RFC 2574: SIMD in C FFI

lang | compiler (typesystem | simd | ffi)

Feature Name: simd_ffi
Start Date: 2018-10-12
RFC PR: rust-lang/rfcs#2574
Rust Issue: rust-lang/rust#63068

Summary

This RFC allows using SIMD types in C FFI.

Motivation

The architecture-specific SIMD types provided in core::arch cannot currently be used in C FFI. That is, Rust programs cannot interface with C libraries that use these in their APIs.

One notable example would be calling into vectorized libm implementations like sleef, libmvec, or Intel's SVML. The packed_simd crate relies on C FFI with these fundamental libraries to offer competitive performance.

Why is using SIMD vectors in C FFI currently disallowed?

Consider the following example (playground):

extern "C" fn foo(x: __m256);

fn main() {
    unsafe { 
        union U { v: __m256, a: [u64; 4] }
        foo(U { a: [0; 4] }.v);
    }
}

In this example, a 256-bit wide vector type, __m256, is passed to an extern "C" function via C FFI. Is the behavior of passing __m256 to the C function defined?

That depends on both the platform and how the Rust program was compiled!

First, let's make the platform concrete and assume that it follows the x64 SysV ABI which states:

3.2.1 Registers and the Stack Frame

Intel AVX (Advanced Vector Extensions) provides 16 256-bit wide AVX registers (%ymm0 - %ymm15). The lower 128-bits of %ymm0 - %ymm15 are aliased to the respective 128b-bit SSE registers (%xmm0 - %xmm15). For purposes of parameter passing and function return, %xmmN and %ymmN refer to the same register. Only one of them can be used at the same time.

3.2.3 Parameter Passing

SSE The class consists of types that fit into a vector register.

SSEUP The class consists of types that fit into a vector register and can be passed and returned in the upper bytes of it.

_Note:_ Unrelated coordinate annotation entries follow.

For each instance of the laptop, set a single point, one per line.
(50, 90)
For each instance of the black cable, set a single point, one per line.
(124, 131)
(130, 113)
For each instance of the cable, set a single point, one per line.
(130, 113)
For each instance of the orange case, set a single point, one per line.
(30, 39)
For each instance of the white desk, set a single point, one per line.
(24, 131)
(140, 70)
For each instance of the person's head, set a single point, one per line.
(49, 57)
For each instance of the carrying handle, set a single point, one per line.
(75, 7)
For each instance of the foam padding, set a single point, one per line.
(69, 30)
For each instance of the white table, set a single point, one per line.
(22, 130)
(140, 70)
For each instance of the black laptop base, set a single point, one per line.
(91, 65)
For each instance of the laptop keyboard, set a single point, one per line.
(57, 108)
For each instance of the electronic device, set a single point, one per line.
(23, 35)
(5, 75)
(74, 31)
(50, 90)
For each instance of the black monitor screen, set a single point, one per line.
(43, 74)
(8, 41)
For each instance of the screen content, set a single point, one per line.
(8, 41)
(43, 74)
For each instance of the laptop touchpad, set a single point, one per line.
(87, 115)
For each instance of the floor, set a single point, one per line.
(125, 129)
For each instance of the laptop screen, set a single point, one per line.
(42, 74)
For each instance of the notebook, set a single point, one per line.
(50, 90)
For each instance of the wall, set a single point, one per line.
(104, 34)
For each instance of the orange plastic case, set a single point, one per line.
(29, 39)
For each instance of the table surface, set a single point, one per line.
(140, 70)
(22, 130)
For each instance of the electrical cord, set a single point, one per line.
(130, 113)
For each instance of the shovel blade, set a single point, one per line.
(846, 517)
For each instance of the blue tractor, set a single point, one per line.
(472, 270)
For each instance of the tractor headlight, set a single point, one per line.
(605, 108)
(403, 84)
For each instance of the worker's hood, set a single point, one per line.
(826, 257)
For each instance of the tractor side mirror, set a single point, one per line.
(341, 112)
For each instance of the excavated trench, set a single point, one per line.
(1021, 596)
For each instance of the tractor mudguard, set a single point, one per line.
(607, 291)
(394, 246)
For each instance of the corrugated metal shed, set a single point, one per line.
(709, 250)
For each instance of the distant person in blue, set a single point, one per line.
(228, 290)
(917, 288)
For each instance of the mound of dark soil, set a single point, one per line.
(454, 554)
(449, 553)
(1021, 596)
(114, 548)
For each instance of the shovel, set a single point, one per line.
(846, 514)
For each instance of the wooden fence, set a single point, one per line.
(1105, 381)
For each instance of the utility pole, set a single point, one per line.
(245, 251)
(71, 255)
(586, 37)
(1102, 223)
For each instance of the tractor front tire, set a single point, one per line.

Second, in C, the __m256 type is only available if the current translation unit is being compiled with AVX enabled.

Back to the example: __m256 is a 256-bit wide vector type, that is, wider than 128-bit, but it can be passed through a vector register using the lower and upper 128-bits of a 256-bit wide register, and in C, if __m256 can be used, these registers are always available.

That is, the C ABI requires two things:

that Rust passes __m256 via a 256-bit wide register
that foo has the #[target_feature(enable = "avx")] attribute !

And this is where things went wrong: in Rust, __m256 is always available independently of whether AVX is available or not¹, but we haven't specified how we are actually compiling our Rust program above:

if we compile it with AVX globally enabled, e.g., via -C target-feature=+avx, then the behavior of calling foo is defined because __m256 will be passed to C in a single 256-bit wide register, which is what the C ABI requires.
if we compile our program without AVX enabled, then the Rust program cannot use 256-bit wide registers because they are not available, so independently of how __m256 will be passed to C, it won't be passed in a 256-bit wide register, and the behavior is undefined because of an ABI mismatch.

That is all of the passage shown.